Take the J Train

In Andre D. Wagner’s new photobook, an intimate chronicle of black life on New York City’s subways.
Andre D. Wagner, Gates Avenue, Brooklyn, New York, 2014
Courtesy Creative Future

I can’t quite remember the first time I encountered one of Andre D. Wagner’s photographs. It might have been during an afternoon perusing Instagram. It might have been during one of my many conversations with friends about exciting young photographers. Or maybe I read an early profile of the Brooklyn-based photographer. But, I’m not upset that I can’t recall that specific moment. Which is to say that, somehow, Wagner’s images feel as if they have always been here, inviting viewers to marvel at the quiet beauty of even the most familiar scenes.

Andre D. Wagner, New York, 2015
Courtesy Creative Future

Wagner’s photographs emit a sonic vibration that pulsates beyond the eye as he captures scenes from New York—particularly his neighborhood of Bushwick, the streets of SoHo, and the subway—that move toward a poetic vision of the city and its residents. The Omaha, Nebraska, native, who has a background in social work, tells me that taking photographs is always part of his daily regimen. And although he has a studio, you’ll rarely find Wagner shooting inside. Instead, his thousands of recent images are the result of hours-long city strolls. Last summer during a break from work, I walked past Wagner in SoHo as he watched the crowds pass by, camera in hand. Caught up in the chaos of tourists, it took me a few seconds to recognize him, but I’m sure he saw me before we eventually said hello—his eye somehow able to find a center in the busy New York shopping storm. He is nothing if not an artist who knows how to find a moment’s kinetic energy.
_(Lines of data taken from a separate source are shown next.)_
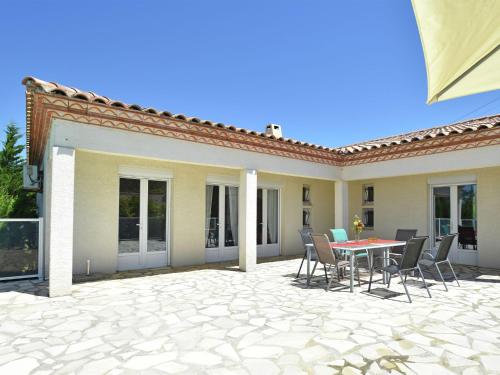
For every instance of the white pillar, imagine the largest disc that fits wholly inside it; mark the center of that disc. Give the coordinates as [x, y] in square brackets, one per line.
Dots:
[247, 221]
[61, 221]
[342, 205]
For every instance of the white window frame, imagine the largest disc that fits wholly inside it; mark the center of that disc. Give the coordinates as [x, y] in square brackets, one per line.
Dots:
[265, 188]
[144, 175]
[41, 257]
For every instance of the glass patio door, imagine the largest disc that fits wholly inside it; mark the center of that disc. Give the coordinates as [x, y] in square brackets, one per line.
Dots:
[268, 222]
[454, 210]
[142, 223]
[221, 223]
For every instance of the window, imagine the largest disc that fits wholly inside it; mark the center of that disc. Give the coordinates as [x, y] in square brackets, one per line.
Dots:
[368, 195]
[306, 217]
[368, 218]
[306, 195]
[367, 206]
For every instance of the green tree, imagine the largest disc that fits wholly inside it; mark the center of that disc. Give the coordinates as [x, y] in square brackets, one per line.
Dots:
[14, 200]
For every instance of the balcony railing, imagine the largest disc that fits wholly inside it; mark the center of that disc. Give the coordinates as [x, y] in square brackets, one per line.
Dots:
[442, 226]
[21, 248]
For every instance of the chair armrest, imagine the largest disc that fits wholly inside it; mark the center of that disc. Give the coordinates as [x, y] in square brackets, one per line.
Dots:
[428, 253]
[384, 258]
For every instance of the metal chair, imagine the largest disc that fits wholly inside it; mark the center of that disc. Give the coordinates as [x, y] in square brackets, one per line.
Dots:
[409, 263]
[440, 257]
[305, 235]
[339, 235]
[326, 256]
[402, 235]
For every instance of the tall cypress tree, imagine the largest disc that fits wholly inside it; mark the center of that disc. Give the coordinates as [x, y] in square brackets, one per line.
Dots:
[14, 200]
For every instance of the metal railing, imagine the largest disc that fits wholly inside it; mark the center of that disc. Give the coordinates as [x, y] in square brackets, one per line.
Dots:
[21, 248]
[442, 226]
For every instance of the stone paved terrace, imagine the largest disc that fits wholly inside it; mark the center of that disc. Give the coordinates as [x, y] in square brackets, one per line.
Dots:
[221, 321]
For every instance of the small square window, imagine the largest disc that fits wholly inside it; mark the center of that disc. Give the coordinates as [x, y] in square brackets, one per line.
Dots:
[368, 195]
[306, 218]
[306, 194]
[368, 218]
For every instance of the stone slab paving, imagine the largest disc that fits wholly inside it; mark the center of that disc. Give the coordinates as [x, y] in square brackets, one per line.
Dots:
[221, 321]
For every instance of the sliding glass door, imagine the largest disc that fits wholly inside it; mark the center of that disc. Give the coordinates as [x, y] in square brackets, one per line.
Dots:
[268, 222]
[454, 210]
[221, 223]
[142, 223]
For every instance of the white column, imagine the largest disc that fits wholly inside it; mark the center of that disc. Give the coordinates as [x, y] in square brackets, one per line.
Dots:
[61, 221]
[247, 223]
[342, 205]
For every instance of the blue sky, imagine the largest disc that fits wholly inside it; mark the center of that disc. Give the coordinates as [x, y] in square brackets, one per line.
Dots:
[330, 72]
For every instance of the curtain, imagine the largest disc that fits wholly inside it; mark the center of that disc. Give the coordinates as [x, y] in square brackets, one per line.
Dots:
[232, 193]
[272, 216]
[208, 211]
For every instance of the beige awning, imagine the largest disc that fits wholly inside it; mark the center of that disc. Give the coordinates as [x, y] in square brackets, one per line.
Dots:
[461, 43]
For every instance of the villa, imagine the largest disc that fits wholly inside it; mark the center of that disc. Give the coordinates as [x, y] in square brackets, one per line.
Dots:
[127, 187]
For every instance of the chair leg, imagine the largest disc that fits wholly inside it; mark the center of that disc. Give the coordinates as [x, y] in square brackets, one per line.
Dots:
[314, 269]
[404, 285]
[301, 263]
[441, 276]
[452, 271]
[371, 277]
[357, 271]
[330, 282]
[423, 279]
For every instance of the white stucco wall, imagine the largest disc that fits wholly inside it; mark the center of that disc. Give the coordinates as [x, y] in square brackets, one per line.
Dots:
[96, 208]
[403, 202]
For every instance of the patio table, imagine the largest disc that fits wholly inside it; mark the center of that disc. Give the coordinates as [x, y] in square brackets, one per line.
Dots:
[353, 247]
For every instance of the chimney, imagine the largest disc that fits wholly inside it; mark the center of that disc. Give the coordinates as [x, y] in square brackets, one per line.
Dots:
[274, 129]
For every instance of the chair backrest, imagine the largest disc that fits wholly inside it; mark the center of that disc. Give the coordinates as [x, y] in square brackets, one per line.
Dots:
[466, 235]
[305, 235]
[444, 247]
[405, 234]
[339, 235]
[412, 252]
[323, 249]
Andre D. Wagner, New York, 2014
Courtesy Creative Future

His debut monograph, Here for the Ride (2017), invites us to look closely at the environ of the city’s vast subway system. Here for the Ride is comprised of sixty-two black-and-white images that were taken over a three-year period, primarily along the J train, the line off which Wagner lives. It’s a line that starts in the capitalist heart of the city, the Financial District, and then runs eastward through Brooklyn and Queens, across some of New York’s most disenfranchised neighborhoods. In the wrong hands, such a story might be reduced to clichés of pity, of voyeurism. Resisting didactic social commentary, Here for the Ride offers us a world unto itself that hums with intimacy and possibility: a daughter leaning on her mother’s shoulder, caught in a moment of rest, or two showtime dancers intertwined in their choreography.
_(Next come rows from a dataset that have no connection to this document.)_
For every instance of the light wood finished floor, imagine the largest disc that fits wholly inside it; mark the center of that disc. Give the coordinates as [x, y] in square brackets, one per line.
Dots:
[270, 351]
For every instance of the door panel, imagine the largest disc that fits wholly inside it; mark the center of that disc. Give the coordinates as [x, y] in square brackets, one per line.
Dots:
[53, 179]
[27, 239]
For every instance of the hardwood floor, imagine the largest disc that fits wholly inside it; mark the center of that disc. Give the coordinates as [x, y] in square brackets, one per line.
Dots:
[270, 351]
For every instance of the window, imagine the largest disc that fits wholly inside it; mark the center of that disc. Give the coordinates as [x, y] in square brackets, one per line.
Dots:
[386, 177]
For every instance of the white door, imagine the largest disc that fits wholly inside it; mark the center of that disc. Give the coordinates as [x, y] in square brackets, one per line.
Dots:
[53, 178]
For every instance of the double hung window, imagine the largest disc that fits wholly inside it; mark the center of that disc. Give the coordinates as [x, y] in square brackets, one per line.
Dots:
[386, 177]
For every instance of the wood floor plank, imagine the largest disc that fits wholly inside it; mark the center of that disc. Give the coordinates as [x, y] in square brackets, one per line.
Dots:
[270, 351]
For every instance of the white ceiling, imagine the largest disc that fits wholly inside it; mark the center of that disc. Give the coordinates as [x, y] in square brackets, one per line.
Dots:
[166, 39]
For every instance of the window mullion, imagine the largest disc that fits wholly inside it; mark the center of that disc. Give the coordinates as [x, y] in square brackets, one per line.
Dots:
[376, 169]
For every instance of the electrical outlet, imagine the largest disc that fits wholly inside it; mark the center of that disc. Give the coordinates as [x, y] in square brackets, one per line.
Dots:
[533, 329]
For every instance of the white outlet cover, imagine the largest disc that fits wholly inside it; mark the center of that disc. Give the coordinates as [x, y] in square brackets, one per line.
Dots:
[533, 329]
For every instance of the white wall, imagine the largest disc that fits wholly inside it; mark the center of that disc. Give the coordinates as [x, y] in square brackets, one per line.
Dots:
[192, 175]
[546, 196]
Andre D. Wagner, Lorimer Street, Brooklyn, New York, 2014
Courtesy Creative Future

Wagner is not the first photographer to position the New York City subway as subject in his images. Walker Evans and Bruce Davidson each chose the subway and its passengers as a site for mapping urban life: Evans in the early twentieth century, using a hidden camera, and Davidson in the 1980s, capturing the decade’s franticness. Indeed, for image makers, it’s difficult to fully comment on the rhythm of New York without paying attention to its massive public transit system. Wagner has found the romance in it all, the gentleness that emerges when working from a nuanced space of subjectivity. In this way, I’m reminded of the late Charles “Teenie” Harris, a photographer who chronicled black Pittsburgh from the 1930s to the ’70s. Many, though not all, of Wagner’s subjects are black folks. Like Harris, Wagner has found a way to record moments of black urbanity that emphasizes an expressiveness that runs counter to stifling narratives about blackness and urbanity we are too accustomed to seeing in mainstream newspapers and media outlets—if and when blackness is represented at all.
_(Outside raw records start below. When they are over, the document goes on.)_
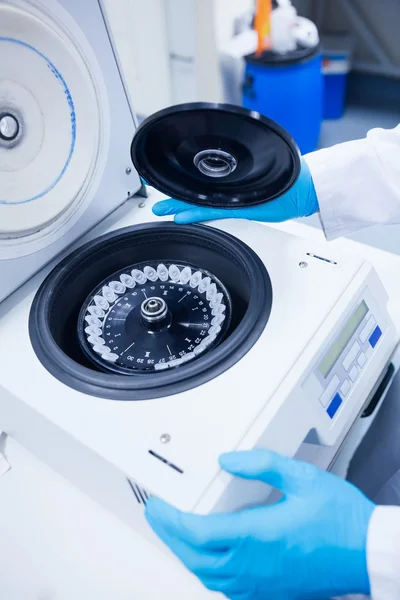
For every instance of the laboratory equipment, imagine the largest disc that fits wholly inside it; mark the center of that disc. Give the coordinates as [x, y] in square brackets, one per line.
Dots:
[66, 128]
[120, 395]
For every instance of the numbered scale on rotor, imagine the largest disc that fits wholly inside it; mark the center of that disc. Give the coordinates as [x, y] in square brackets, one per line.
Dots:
[153, 316]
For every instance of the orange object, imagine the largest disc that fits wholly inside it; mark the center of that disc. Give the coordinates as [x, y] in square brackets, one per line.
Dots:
[262, 24]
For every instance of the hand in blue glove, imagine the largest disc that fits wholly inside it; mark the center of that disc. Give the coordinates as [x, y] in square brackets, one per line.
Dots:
[309, 545]
[300, 201]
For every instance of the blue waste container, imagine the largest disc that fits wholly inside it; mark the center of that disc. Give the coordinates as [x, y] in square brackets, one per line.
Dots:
[289, 89]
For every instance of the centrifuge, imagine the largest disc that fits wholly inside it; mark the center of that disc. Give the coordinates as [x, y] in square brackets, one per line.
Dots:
[139, 353]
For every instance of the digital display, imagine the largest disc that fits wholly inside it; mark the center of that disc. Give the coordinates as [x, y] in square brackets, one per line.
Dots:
[342, 340]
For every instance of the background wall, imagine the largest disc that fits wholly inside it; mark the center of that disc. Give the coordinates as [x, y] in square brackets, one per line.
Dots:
[380, 17]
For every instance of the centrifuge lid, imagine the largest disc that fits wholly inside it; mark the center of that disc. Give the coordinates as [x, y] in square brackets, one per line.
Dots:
[215, 155]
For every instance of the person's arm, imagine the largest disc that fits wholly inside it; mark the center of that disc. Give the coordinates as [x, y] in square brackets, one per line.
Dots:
[353, 185]
[383, 553]
[358, 183]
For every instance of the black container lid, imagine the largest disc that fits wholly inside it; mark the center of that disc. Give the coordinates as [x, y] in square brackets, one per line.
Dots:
[215, 155]
[270, 58]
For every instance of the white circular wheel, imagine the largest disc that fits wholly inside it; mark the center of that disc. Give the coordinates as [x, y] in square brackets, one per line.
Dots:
[51, 125]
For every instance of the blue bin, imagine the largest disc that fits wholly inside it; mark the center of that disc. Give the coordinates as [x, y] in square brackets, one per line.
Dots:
[288, 89]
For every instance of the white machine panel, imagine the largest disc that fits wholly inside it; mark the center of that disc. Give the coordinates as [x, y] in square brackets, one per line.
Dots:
[99, 444]
[65, 131]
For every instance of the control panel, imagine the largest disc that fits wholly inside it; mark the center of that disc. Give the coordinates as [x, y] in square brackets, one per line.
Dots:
[347, 355]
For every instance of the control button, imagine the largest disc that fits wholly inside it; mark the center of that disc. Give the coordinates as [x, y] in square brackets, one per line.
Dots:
[354, 373]
[330, 391]
[362, 359]
[351, 355]
[344, 390]
[368, 329]
[334, 406]
[374, 339]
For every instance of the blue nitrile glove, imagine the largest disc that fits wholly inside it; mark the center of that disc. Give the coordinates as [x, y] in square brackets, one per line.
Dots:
[300, 201]
[309, 545]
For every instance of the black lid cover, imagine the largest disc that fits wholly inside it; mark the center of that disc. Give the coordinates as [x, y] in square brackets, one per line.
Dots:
[215, 155]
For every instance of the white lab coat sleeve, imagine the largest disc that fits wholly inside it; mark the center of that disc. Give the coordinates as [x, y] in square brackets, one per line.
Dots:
[383, 553]
[358, 183]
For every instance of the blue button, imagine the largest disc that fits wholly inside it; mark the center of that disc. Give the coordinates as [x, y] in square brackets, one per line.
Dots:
[334, 405]
[376, 334]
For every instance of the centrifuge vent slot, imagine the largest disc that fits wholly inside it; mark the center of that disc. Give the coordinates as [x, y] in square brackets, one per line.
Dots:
[166, 462]
[140, 494]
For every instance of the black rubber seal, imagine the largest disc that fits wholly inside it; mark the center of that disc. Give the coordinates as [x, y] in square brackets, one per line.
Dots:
[166, 147]
[77, 275]
[274, 59]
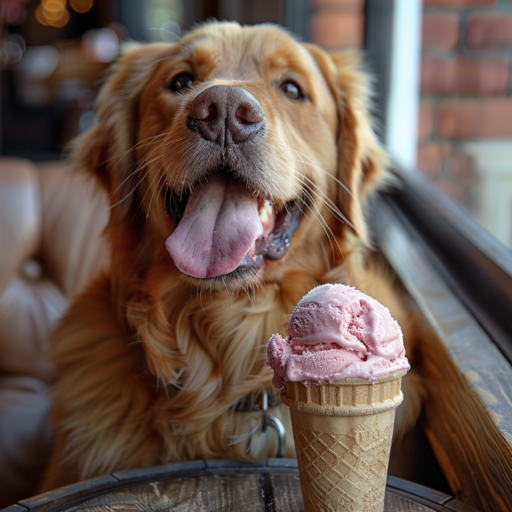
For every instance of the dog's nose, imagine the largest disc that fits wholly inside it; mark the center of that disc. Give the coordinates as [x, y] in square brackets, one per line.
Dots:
[225, 115]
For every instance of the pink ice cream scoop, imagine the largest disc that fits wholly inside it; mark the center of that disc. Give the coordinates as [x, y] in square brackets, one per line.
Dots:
[335, 332]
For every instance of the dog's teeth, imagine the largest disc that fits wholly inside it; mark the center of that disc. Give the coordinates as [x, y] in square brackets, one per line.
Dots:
[264, 211]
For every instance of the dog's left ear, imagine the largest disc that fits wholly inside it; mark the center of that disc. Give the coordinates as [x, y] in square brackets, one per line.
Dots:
[362, 161]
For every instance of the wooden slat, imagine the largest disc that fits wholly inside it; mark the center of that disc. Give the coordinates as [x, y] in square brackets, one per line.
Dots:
[469, 406]
[273, 486]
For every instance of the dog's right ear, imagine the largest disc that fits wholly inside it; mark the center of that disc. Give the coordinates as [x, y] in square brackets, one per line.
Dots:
[107, 150]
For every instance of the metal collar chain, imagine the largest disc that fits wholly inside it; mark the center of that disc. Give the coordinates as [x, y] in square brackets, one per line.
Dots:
[260, 401]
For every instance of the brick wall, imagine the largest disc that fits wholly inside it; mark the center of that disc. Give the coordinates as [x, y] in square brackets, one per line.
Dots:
[337, 24]
[465, 88]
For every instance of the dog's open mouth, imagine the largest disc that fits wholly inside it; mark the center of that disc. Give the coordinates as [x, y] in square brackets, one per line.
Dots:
[223, 228]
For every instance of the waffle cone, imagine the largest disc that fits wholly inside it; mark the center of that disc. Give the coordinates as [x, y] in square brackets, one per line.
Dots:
[342, 433]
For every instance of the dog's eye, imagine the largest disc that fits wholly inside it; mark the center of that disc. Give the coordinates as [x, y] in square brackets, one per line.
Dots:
[180, 82]
[292, 90]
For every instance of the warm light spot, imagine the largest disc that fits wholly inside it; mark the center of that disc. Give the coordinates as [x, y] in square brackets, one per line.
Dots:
[53, 6]
[40, 16]
[53, 13]
[81, 6]
[62, 21]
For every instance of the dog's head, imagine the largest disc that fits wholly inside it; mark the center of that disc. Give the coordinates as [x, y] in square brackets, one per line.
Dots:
[232, 153]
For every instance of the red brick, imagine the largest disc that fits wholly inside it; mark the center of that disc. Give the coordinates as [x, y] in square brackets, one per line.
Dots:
[332, 29]
[489, 31]
[464, 75]
[351, 4]
[459, 3]
[426, 119]
[476, 118]
[430, 157]
[440, 31]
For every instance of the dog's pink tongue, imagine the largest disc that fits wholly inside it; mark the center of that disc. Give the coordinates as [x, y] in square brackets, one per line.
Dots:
[219, 226]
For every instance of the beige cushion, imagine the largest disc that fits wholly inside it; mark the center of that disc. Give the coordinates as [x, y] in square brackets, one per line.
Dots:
[51, 221]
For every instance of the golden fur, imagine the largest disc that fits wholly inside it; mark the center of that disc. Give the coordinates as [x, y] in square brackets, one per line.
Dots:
[151, 361]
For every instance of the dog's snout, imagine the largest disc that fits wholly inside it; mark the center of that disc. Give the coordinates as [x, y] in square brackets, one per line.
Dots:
[225, 115]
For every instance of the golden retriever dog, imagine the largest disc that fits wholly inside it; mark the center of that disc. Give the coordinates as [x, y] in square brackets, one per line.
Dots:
[238, 163]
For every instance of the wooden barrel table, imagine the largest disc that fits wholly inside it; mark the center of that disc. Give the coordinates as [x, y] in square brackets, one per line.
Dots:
[215, 485]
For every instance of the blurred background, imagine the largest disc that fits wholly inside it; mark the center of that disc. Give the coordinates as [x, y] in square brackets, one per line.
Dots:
[457, 103]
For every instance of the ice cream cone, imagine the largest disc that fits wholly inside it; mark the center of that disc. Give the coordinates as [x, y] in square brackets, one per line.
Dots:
[342, 434]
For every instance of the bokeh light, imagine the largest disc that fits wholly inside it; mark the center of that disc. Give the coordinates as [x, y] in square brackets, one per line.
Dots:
[52, 13]
[81, 6]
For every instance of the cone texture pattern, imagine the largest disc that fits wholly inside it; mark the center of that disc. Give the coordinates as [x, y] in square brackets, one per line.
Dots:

Andre D. Wagner, Gates Avenue, Brooklyn, New York, 2014
Courtesy Creative Future

What does it mean, then, to glean a vocabulary of abundance from Wagner’s photograph of four smiling black boys in their backpacks? From a father exiting a train car with his two daughters? In the introduction to her recent book, Listening to Images (2017), Tina M. Campt argues that quietness is a sonic methodology that provides a tool for contemplating the registers of the photograph. As she notes, “the quotidian is not equivalent to passive everyday acts, and quiet is not an absence of articulation or utterance.” That is, it’s not enough to see the image. Instead, we must also contend with what lives beyond the image, the world in which the image is located. Wagner’s Here for the Ride is a project of great care and skill from an artist who understands his role as a storyteller and attends the many utterances contained within his pictures. It’s a narrative of quiet wonder.

Here for the Ride was published by Creative Future in 2017.